Mesh generation divides a physical domain into so-called mesh elements. This particular task is complemented by mesh adaptation, enabling to change an already existing mesh according to specific requirements. For instance, geometrical predicates, such as the element shape, can be used to guide a mesh adaptation step, to ultimately improve the worst element in a mesh [106]. Aside from geometrical predicates, meshes can be adapted according to distribution-based tagging mechanisms. For instance, mesh regions carrying high gradients in quantity distributions, like doping, are higher resolved1 , to minimize discretization errors [55].
As already indicated, device simulation tools usually receive the simulation domain in form of a mesh from process simulation tools, accompanied by doping profiles. The meshes provided by process simulation tools are usually not suited for device simulation, due to different requirements imposed by a different set of physical model equations. Among the possible manifestations are highly distorted elements, and insufficiently resolved meshes, especially in regions where high gradients in the device simulation solutions are expected, such as doping transitions. Such unsuited meshes may result in slow convergence or in the worst case in no convergence at all of the solution method used in the device simulator. This circumstance requires the availability of a meshing facility, allowing either to adapt the mesh or to generate the mesh from scratch according to extracted geometry information. However, in this particular case, the initial doping profiles provided by the process simulator must be interpolated to the new mesh, likely offering entirely new mesh elements. The interpolation process ensures that the initial doping distribution is mapped to the new mesh elements, required for the mesh element-wise assembly of the basic semiconductor equations, like Poisson’s equation (Equation 4.1).

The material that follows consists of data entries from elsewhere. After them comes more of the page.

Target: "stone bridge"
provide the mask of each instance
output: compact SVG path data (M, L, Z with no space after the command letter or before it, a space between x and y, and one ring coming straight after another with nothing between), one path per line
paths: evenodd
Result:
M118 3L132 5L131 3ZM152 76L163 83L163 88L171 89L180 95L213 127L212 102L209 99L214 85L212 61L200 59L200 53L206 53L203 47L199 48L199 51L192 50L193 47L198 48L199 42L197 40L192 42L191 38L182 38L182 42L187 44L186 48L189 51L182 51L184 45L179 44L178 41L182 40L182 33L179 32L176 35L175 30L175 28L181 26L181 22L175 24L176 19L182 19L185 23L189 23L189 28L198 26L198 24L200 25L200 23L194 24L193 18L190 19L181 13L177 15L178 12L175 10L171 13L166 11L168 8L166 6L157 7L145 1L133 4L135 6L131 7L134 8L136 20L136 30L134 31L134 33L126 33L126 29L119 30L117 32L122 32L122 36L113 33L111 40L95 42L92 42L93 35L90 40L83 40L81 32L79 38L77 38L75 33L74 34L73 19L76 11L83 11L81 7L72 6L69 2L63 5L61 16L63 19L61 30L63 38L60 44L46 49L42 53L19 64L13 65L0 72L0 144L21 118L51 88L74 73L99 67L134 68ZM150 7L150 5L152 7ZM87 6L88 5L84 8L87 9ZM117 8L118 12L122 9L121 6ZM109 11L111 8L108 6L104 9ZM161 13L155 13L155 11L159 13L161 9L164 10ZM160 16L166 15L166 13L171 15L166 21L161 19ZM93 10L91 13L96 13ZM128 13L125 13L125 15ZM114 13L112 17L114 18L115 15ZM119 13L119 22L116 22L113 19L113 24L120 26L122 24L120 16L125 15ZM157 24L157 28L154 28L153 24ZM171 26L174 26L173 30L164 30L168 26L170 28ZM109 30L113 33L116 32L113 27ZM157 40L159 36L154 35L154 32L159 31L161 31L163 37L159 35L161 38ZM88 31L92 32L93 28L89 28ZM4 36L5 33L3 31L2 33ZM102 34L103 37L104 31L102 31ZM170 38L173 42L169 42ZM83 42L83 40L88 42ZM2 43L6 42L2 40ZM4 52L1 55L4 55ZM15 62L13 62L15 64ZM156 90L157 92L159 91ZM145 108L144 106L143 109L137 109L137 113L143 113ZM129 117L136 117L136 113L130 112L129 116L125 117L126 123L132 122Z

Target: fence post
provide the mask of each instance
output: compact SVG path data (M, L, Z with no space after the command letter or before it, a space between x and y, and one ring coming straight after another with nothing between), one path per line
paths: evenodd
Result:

The use of process simulation tools yielding a mesh including doping informations may be omitted, for instance, for testing purposes. In this specific case, a device simulation tool has to work with a bare input mesh generated by mesh generation tools, such as Netgen [60]. In this context, a bare mesh indicates a mesh without any device-related information, meaning that although the mesh provides segments representing the individual parts of a device such as oxides, the mesh object has no knowledge about the physical relevance. For instance, no material information is associated with the segments or whether the individual segments represent a contact, an oxide, or a semiconductor region. Similar to the previous case, where a mesh is imported from a process simulator, the externally generated meshes usually lack domain knowledge thus potentially represents an unsuitable mesh, as already described. The lack of a process simulator requires that a doping profile has to be assigned to the mesh via, for instance, analytic functions, ultimately enabling to perform the actual device simulation. Overall, it is therefore essential to interface a device simulator with meshing facilities, enabling - possibly automatized - mesh adaptation steps to adapt an externally provided mesh according to domain-specific information.
Furthermore, so-called template devices are of interest, as they provide convenient, simulation-ready devices to end users. This template mechanism allows to entirely omit an external process simulation and mesh generation step, and thus augments the device simulator with a standalone simulation capability. Such a feature is usually of interest for showcases, tests, and tutorial-related purposes. These templates provide a specific device type, such as a two-dimensional metal-oxide-semiconductor field-effect transistor ( MOSFET), but expose certain customizable device geometry parameters, such as the channel width. To support a reasonable mesh resolution, the template mechanism has to be coupled with a meshing backend, allowing to generate a high-quality mesh upon updated end user-provided geometry parameters. Similar to the previous case describing the application in the context of an external mesh generation tool, a doping profile has to be distributed on the mesh.
The three discussed application cases of mesh generation and adaption are characterized in Figure 4.3. The challenge is to interface the device simulator with mesh generation facilities, without relying on a single specific meshing backend. For instance, interfacing directly with Netgen confines the simulator to utilize this specific tool for all mesh generation and adaptation tasks. However, as already indicated different meshing tools - aside from supporting different mesh types such as three-dimensional tetrahedral meshes - implement different algorithms and strategies to generate high quality meshes. Having access to various meshing backends is especially important to the field of TCAD, where input geometries, consisting of thin layers and complex surfaces [107], require high quality mesh generation which is still a matter of ongoing research.
Also, mesh generation might be prone to scaling issues, induced by, for instance, meshes defined in the nanometer regime. Such cases involve very small numbers which - if remained unscaled relative to the device dimensions - might break numerical tolerance limits in the meshing backend, potentially prohibiting the generation mechanism to converge. Therefore, it is advantageous to perform the mesh generation step based on a normalized input, i.e., the mesh is scaled relative to its device dimensions. When the mesh has been generated, it is scaled to the intended regime. Such scaling mechanisms are of general interest to all meshing backends, thus these mechanisms have to be provided in an orthogonal manner, further favoring a unified meshing layer.
Overall, it is of utmost importance to interface the device simulator with a flexible meshing layer, in turn enabling access to the actual meshing backends (Figure 4.4). This way, the meshing tools utilized by the simulator can be exchanged and expanded without additional development effort. The selection of the actual meshing backends can be done either manually, driven by the individual properties of the meshing tools relative to the problem at hand, or automatically, by, for example, heuristical methods.